30th Anniversary of 'Caddyshack'
King of Comedy
It's early afternoon in the spring of 1975. A young man with shoulder-length blond hair and wire-rim glasses walks into a Porsche dealership in Mid-town Manhattan. He's wearing torn jeans, basketball shoes and his old high school jacket, and he's staring at a red 911 Targa.
"I think I want that car," he says. The salesman ignores him. "No, really, I'll take it," he says. "And I'll pay cash."
The man is 27-year-old Doug Kenney, and the magazine he had co-founded, National Lampoon, is a runaway success. He has just sold his stake in it for millions. Three years later, the movie he would co-write, "National Lampoon's Animal House," would become the biggest grossing comedy in history and spawn a whole new cinematic genre. Kenney was golden in Hollywood. His second movie would be "Caddyshack." Today, almost a quarter of a century later, it remains a cult classic whose punch lines have become part of the very fabric of the game.
A month after "Caddyshack" opened, to lukewarm reviews, Kenney's body was found at the bottom of the Hanapepe Lookout in Hawaii. He was 32 years old.
The making of 'Caddyshack'
The appeal of "Caddyshack" lies in its magnificent cast of characters, and the way they clash with each other at the fictional Bushwood Country Club, a place that's riddled with the usual petty disputes and social conventions that can be found at any archetypal golf club. These guys are golf course stereotypes elevated to comic absurdity. Who can forget Carl Spackler, the deranged assistant greenkeeper who wages an explosive jihad against a gopher and fantasizes about lady members -- and about golf glory? ("Cinderella story, outta nowhere, a former greenskeeper now about to become the Masters champion.") Or the club's best player, supercool Zen playboy Ty Webb, who is constantly spouting meaningless psychobabble? ("Be the ball.") Or the ultimate crass loudmouth (and loud dresser) Al Czervik, whose huge golf bag contains a built-in sound system, mini-TV, phone and beer tap? ("Hey everybody, we're all gonna get laid!")
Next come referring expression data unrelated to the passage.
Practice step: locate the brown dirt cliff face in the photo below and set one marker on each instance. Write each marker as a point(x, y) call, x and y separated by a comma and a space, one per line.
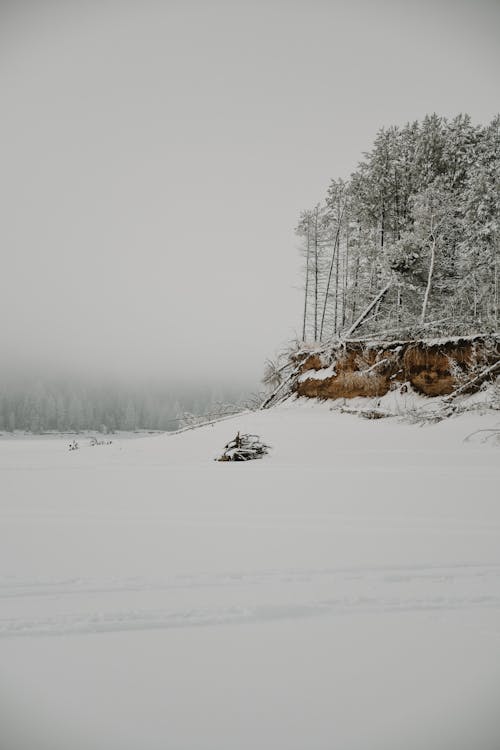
point(434, 368)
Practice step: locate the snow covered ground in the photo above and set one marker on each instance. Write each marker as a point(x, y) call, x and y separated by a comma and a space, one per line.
point(343, 593)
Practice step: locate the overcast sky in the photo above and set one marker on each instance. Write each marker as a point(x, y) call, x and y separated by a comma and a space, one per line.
point(155, 156)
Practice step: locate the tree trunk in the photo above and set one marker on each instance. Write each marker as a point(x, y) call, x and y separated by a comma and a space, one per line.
point(429, 281)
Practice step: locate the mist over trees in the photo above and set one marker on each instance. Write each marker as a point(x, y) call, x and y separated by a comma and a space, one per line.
point(71, 405)
point(409, 245)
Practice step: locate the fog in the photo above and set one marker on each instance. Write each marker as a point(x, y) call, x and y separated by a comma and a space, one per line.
point(155, 157)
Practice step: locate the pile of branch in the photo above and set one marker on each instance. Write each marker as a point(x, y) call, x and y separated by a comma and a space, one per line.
point(244, 448)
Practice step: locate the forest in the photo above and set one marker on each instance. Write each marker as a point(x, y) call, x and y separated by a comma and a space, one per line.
point(74, 405)
point(409, 245)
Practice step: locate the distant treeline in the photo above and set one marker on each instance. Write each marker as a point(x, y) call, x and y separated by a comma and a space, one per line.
point(410, 244)
point(74, 407)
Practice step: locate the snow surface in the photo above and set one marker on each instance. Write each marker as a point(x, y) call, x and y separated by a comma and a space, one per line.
point(342, 593)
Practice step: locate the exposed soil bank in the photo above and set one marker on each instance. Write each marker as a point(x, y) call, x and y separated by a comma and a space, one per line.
point(434, 367)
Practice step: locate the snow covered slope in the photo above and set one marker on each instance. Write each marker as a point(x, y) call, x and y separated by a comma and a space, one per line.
point(341, 593)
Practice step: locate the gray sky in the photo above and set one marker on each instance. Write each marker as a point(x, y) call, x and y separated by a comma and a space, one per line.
point(155, 157)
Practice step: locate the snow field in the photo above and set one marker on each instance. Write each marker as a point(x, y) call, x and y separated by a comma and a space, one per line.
point(342, 592)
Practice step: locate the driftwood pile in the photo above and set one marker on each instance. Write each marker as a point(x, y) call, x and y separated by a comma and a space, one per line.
point(244, 448)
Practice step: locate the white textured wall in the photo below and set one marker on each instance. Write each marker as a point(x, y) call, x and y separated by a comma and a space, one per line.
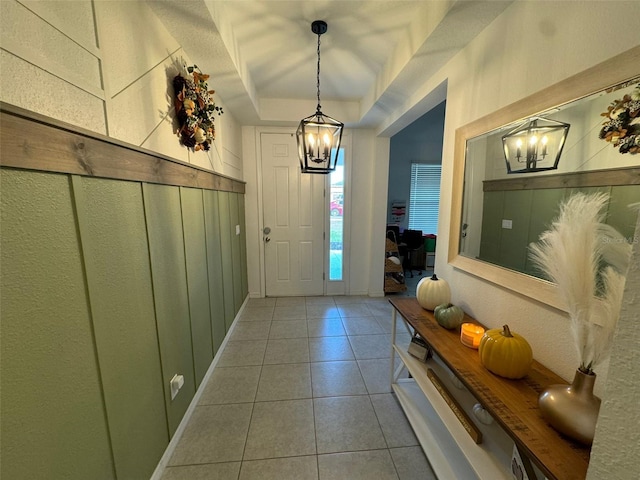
point(500, 67)
point(616, 446)
point(111, 75)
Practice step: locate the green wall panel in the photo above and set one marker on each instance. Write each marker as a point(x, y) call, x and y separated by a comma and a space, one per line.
point(197, 280)
point(620, 216)
point(114, 242)
point(236, 257)
point(544, 207)
point(243, 247)
point(492, 207)
point(166, 246)
point(517, 206)
point(227, 258)
point(214, 267)
point(53, 422)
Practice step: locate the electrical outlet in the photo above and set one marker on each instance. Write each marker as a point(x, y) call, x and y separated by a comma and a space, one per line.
point(176, 384)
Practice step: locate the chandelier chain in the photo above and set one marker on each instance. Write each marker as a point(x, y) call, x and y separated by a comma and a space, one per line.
point(318, 74)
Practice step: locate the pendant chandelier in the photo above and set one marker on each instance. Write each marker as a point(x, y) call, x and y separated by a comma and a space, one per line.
point(535, 145)
point(319, 135)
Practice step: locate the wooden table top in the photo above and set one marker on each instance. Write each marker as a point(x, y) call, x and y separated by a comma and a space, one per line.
point(512, 403)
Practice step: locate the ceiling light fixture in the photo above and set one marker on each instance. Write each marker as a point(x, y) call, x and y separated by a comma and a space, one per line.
point(319, 135)
point(537, 143)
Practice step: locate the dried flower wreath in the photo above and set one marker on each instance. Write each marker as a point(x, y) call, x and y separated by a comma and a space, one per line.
point(622, 125)
point(195, 109)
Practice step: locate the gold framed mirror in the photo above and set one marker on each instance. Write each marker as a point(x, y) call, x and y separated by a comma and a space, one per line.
point(609, 75)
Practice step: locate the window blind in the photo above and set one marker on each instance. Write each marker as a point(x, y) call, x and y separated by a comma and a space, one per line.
point(424, 197)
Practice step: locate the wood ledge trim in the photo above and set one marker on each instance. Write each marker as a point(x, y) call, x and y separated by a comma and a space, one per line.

"Caddyshack" -- a direct precursor of today's teen "gross-out" movies -- will never be mistaken for a work of cinematic greatness. But it was groundbreaking in its own way, and it's still much better than any other golf movie before or since (most of which make the mistake of taking the game seriously).
"Guys like Doug Kenney were the first rock stars of comedy," says film critic Richard Roeper. "The whole National Lampoon sensibility and approach to comedy was so different from the previous generation's -- the Bob Hopes and Dick Van Dykes and Buddy Hacketts. These new guys had a completely different approach. They were writing for their generation, they were writing about sex and drugs, and they didn't care if their parents didn't get it. They were like the early Beatles of comedy. Everything changed after 'Animal House.' "
"Animal House" -- the raucous tale of a disenfranchised college fraternity that memorably features the late John Belushi imitating a zit -- was shot for $2.8 million. It took in more than $140 million at the box office, and suddenly everyone in Hollywood wanted a piece of this new breed of funny guy.
"They were literally waiting for us at the door when we came out of the 'Animal House' screening," recalls the movie's co-writer, Harold Ramis, who went on to direct nine films, starting with "Caddyshack." "One of [producer] Jon Peters' guys snagged us and said, 'Jon would really like to talk to you.' He just happened to be the first one to stop us."
Kenney told Peters that he next wanted to make, in Ramis' words, "a Buddhist acid fantasy that was a parody of New Age spirituality." Ramis pitched a social comedy about the American Nazi Party marching in Skokie, Ill. Peters hooked them up with Mike Medavoy of Orion Pictures, who shot down those ideas. Then Kenney said he and a friend, actor and writer Brian Doyle-Murray, had been thinking about doing a film based on Doyle-Murray's caddieing experiences. This one Medavoy liked, and a deal was struck in which Ramis would direct, Doyle-Murray would act and Kenney would produce. To celebrate, Kenney went out and ordered some business stationery. On the bottom, in small print, it read: "See you in court."
Doyle-Murray has appeared in dozens of films and TV shows, but in his heart he's first and foremost a golfer. We're sitting at a table outside Penmar Golf Course, a municipal layout in Venice, Calif., where he takes part in Tuesday and Thursday skins games whenever he can. He's talking excitedly about his new Scotty Cameron putter. From the time he was 11 until he left for college, Doyle-Murray caddied at Indian Hill Club in Winnetka, Ill., and his father, Frank, once caddied for U.S. Open and U.S. Amateur champ Chick Evans (himself a former caddie). So by the time Doyle-Murray met Kenney, he had a bagful of caddie tales.
"Doug's dad had been a tennis pro," he says, "and Doug had worked stringing rackets in a pro shop. So we had a lot of talks about being service personnel -- and how people abuse you. I remember I once barked at a waiter or waitress, and Doug gave me a lecture on my behavior. And he was right."